Wives are to submit, or be subject. The English word here conveys the sense of abandonment of the wife’s will. This is overstating the case.
The Greek word is ‘hupotasso,’ with a slightly different emphasis. It literally means to ‘arrange oneself under the love and guidance of another.’ This is a positive attitude of respect and honour, as is fitting in the Lord.
The husband in turn is to love his wife – that ‘agape’ love which Paul mentions in ch.3v14; this to be the same sacrificial and serving attitude that Jesus Himself demonstrated; Paul enlarges on this in Eph.5v25-33, (note the extent of these instructions there.)
The point about not being harsh is in direct contrast to the normal attitude of the husbands of that day.
A fairly simple two-sided encouragement here for fathers and children.
As mentioned above, the father had absolute control over the child, even to the extent of banishing or selling them away.
Again, Paul’s instructions are in direct contrast to the prevalent attitude of that day.
In this passage Paul devotes the greatest amount of material to instructing the slave about their duties to their masters.
The over-ruling principle of these relationships is the Lordship of Christ.
The master must treat the slave with justice and fairness.
Paul’s language is emphatic and wide ranging here for the attitudes of the day.
They are to treat their slaves; the Greek word is ‘parecho,’ which has the underlying meaning of giving or supplying something to someone else.
The slave must obey his master as if he is obeying the Lord Christ.
Controversially Paul says that slaves will receive an inheritance from the Lord as reward.
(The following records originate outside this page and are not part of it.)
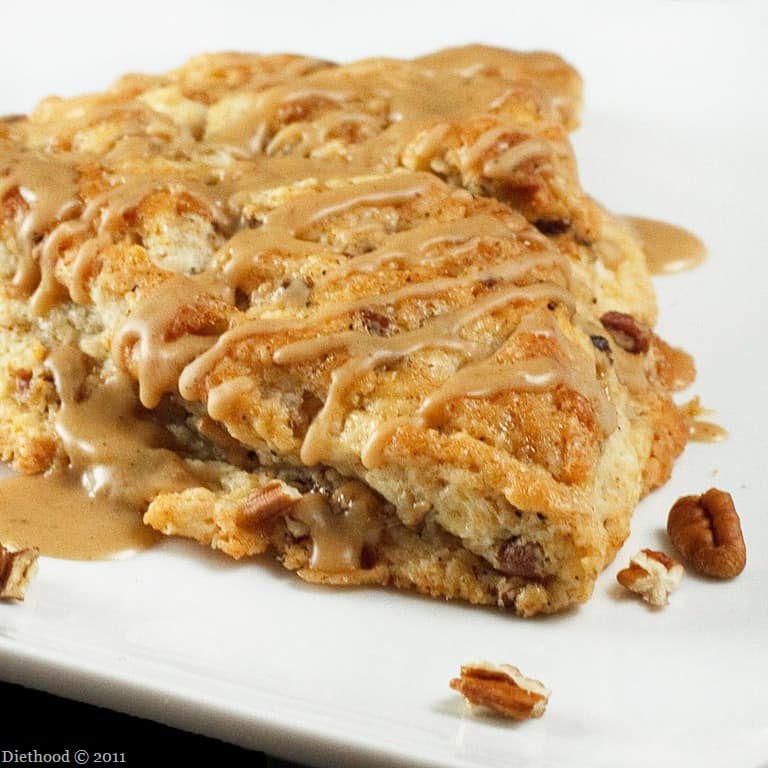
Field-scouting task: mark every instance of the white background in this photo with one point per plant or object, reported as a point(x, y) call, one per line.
point(675, 127)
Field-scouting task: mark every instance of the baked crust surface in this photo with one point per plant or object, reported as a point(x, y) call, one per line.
point(365, 302)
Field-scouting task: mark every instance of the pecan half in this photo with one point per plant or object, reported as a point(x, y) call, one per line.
point(630, 334)
point(17, 567)
point(653, 575)
point(503, 689)
point(264, 504)
point(706, 530)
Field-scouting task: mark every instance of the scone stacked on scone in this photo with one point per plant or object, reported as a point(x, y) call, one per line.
point(364, 302)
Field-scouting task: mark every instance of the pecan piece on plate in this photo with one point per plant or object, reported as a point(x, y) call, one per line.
point(17, 567)
point(503, 689)
point(652, 575)
point(706, 530)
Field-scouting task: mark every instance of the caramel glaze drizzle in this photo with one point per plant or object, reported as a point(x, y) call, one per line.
point(113, 451)
point(341, 527)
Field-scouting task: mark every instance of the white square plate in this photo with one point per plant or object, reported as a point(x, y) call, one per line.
point(675, 127)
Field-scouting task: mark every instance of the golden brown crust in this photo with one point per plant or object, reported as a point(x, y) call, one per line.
point(331, 267)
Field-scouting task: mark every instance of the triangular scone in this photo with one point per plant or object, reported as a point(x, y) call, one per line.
point(365, 301)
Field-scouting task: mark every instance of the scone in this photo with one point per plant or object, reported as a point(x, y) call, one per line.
point(360, 316)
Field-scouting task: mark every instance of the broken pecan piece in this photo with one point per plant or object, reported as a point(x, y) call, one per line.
point(524, 559)
point(17, 567)
point(503, 689)
point(264, 504)
point(652, 575)
point(706, 530)
point(630, 334)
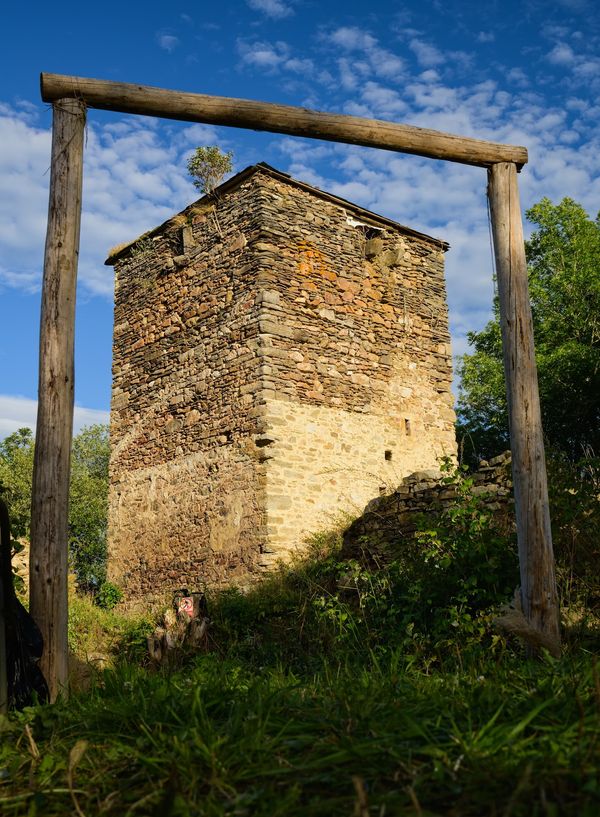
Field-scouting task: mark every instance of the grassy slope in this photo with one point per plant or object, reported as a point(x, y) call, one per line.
point(390, 696)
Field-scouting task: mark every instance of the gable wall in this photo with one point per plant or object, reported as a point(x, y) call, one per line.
point(260, 378)
point(187, 483)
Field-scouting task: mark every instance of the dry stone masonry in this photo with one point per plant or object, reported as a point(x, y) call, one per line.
point(388, 521)
point(280, 355)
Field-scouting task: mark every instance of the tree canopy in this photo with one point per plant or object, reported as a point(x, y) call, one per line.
point(208, 166)
point(88, 496)
point(563, 257)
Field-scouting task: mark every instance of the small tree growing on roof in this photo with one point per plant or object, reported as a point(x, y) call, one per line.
point(207, 166)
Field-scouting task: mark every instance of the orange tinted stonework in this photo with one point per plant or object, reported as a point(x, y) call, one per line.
point(280, 356)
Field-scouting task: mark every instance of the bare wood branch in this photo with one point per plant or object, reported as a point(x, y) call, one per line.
point(50, 495)
point(538, 584)
point(265, 116)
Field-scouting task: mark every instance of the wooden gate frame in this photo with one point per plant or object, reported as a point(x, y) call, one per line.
point(70, 97)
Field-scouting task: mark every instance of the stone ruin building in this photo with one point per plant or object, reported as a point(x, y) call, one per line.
point(280, 356)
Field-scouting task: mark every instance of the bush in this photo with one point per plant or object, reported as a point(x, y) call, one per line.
point(108, 596)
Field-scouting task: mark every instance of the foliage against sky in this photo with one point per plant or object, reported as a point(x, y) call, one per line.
point(563, 256)
point(522, 72)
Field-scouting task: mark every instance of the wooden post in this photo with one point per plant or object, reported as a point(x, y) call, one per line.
point(536, 559)
point(3, 667)
point(50, 495)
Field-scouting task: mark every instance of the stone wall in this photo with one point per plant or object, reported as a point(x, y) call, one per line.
point(277, 360)
point(387, 521)
point(356, 361)
point(187, 484)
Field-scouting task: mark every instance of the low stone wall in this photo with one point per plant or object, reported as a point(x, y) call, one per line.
point(390, 519)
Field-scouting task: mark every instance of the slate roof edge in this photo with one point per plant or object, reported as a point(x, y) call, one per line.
point(262, 167)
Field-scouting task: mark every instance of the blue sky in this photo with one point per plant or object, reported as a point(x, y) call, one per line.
point(521, 72)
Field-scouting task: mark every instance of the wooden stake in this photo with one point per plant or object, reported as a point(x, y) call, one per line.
point(538, 584)
point(265, 116)
point(50, 495)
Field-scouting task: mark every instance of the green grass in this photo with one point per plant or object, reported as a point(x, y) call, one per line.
point(332, 688)
point(218, 738)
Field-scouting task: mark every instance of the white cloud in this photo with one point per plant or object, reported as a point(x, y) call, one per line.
point(168, 42)
point(352, 38)
point(21, 412)
point(133, 180)
point(264, 55)
point(427, 55)
point(276, 9)
point(561, 54)
point(380, 61)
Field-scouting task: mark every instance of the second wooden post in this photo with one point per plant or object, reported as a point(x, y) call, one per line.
point(48, 566)
point(536, 558)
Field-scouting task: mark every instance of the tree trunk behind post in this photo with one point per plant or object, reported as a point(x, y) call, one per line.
point(3, 674)
point(48, 568)
point(538, 584)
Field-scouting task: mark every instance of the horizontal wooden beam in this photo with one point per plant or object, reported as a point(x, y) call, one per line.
point(265, 116)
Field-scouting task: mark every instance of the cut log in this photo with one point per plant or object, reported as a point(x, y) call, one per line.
point(265, 116)
point(539, 597)
point(50, 492)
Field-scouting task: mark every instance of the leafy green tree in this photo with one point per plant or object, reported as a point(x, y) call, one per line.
point(208, 166)
point(88, 496)
point(88, 505)
point(563, 258)
point(16, 467)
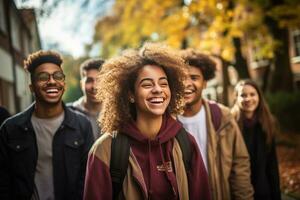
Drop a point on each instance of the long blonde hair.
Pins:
(262, 111)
It was unheard of for a slave to have anything of value, let alone an inheritance.
Tasks are to be undertaken with obedience, whole-heartedness, and without the attitude of being men-pleasers.
In ch.2v11 here, plus Galatians ch.3v28, Paul emphasizes the unity and equality of all Christ’s body, and the principles of this passage govern those relationships in the most common of daily life.
Colossians : Points to Ponder.
Pause, and look around you, at the people who are closest to you, and look upon them as equal and loved in the Lord.